While rural hospitals are closing at faster rates, urban hospitals are not immune to the closures. Last November, Atlanta Medical Center (AMC), in Atlanta, Georgia, closed, leaving tens of thousands of patients deprived of health care and laying off hundreds of employees. These events, which result in a decline in available health care despite very high demand, illustrate the eroding health care infrastructure in the US.
The impact on surrounding hospitals in Atlanta has been devastating, with the closure of AMC leaving a city with half a million people with access to only one level one trauma center, at Grady Memorial Hospital. Since the closure, there has been a 20 percent increase in trauma patients at Grady, and a 40 percent rise in obstetrics and NICU care, according to Chief Health Policy Officer Ryan Loke. Just three days after the AMC closure, the impact on surrounding hospitals was so immense that the emergency room at Wellstar Atlanta Medical Center was forced to close due to rerouted patients. Severe overcrowding was also reported in the emergency room at Piedmont Atlanta Hospital.

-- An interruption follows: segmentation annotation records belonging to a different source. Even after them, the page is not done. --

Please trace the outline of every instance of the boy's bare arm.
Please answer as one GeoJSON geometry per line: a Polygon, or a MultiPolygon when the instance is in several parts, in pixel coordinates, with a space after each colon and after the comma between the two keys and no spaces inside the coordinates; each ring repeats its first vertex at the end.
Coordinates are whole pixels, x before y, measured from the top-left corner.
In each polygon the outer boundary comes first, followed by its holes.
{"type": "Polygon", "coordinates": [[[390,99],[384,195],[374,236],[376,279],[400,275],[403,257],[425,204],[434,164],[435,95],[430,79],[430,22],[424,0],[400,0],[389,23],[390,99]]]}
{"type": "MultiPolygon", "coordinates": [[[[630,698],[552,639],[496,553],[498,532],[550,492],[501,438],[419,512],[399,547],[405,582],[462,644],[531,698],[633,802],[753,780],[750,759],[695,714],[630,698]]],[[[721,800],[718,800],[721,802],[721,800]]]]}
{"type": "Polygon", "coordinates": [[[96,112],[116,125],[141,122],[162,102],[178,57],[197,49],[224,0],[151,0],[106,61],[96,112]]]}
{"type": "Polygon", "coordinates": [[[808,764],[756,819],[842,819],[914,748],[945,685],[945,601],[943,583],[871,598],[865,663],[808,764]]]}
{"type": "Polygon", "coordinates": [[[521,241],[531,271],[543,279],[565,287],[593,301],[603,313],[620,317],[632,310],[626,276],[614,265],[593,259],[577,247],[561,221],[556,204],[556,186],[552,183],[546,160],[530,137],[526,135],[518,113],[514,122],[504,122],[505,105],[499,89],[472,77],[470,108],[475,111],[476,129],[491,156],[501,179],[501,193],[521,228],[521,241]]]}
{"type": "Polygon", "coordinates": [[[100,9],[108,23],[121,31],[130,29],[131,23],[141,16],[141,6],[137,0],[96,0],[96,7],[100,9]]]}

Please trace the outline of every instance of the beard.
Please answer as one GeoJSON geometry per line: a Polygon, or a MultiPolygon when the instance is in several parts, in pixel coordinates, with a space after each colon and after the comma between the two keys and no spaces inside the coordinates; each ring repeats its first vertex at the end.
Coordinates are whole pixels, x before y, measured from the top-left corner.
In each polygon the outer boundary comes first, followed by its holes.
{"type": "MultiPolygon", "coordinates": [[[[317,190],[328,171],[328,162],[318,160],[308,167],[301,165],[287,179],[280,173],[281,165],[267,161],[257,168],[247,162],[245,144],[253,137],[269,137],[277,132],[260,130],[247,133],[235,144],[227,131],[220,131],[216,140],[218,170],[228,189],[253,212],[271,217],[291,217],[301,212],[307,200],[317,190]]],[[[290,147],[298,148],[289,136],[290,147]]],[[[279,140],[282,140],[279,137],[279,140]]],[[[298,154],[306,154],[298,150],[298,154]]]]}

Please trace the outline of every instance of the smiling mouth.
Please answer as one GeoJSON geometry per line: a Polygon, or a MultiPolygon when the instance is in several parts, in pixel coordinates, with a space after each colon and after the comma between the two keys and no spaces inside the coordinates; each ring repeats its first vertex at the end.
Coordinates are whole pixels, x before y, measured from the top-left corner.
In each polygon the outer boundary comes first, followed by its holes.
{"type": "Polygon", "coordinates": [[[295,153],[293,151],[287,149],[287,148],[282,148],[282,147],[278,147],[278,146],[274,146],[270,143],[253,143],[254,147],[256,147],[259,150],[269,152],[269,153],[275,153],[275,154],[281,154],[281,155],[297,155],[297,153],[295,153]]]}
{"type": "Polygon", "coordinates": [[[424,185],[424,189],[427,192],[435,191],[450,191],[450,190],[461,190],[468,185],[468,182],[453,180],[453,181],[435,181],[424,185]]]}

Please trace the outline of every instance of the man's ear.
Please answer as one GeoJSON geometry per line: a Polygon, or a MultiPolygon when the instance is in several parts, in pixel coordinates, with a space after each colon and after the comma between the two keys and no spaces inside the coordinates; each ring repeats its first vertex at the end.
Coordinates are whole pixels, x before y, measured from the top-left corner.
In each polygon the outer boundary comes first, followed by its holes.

In Washington D.C. in 2019, one year before the pandemic, the city council voted in favor of plans to close United Medical Center in January 2023. Arnel Jean-Pierre, a nurse who was working at the hospital told the Talk Poverty web site, “The end result is a lot of people are going to suffer.” UMC is the last hospital in nation’s capital not located in the northwest quadrant, the city’s wealthiest section. Jean-Pierre said, “They’re paying taxes just like the folks in Georgetown, [wealthy DC neighborhood]. Why should they have the delay in health care when they face a stroke?” While UMC remains open for the time being, it is unclear when it will shutter its doors.
Although these trends increased under the pandemic, they are nothing new. According to Fierce Healthcare, the nonprofit Chartis Group, health consultants in Boston, “found that over the past 13 years, 143 facilities have closed and another 453 are vulnerable to shutting their doors.”
These mass layoffs and closures could not come at a worse time, with potentially deadly long wait times at ERs across North America. Health Services Research journal examined 5 million discharge records from California between October 2015 and the end of 2017 and found a 5.4 percent increase in the chance of death from any cause when a hospital’s emergency room is overcrowded.
These conditions are connected to the nationwide nursing shortage, with a report from McKinsey & Company last year predicting a shortfall of up to 450,000 registered nurses in the US by 2025.
While health systems in the US and Europe struggle with closures and layoffs, governments are pouring billions of dollars into the NATO proxy war in Ukraine. This past week in the UK, tens of thousands of nurses, EMTs and first responders struck against attacks on the National Health Service (NHS) and for safe staffing.
In the US, the assault on health care workers’ conditions and patient care takes place as for-profit and “non-profit” hospitals alike continue to rake in astronomical profits and pay their CEOs exorbitant salaries. The transformational change necessary requires that health care workers unite internationally to put an end to the for-profit delivery of health as part of the broader fight for socialism.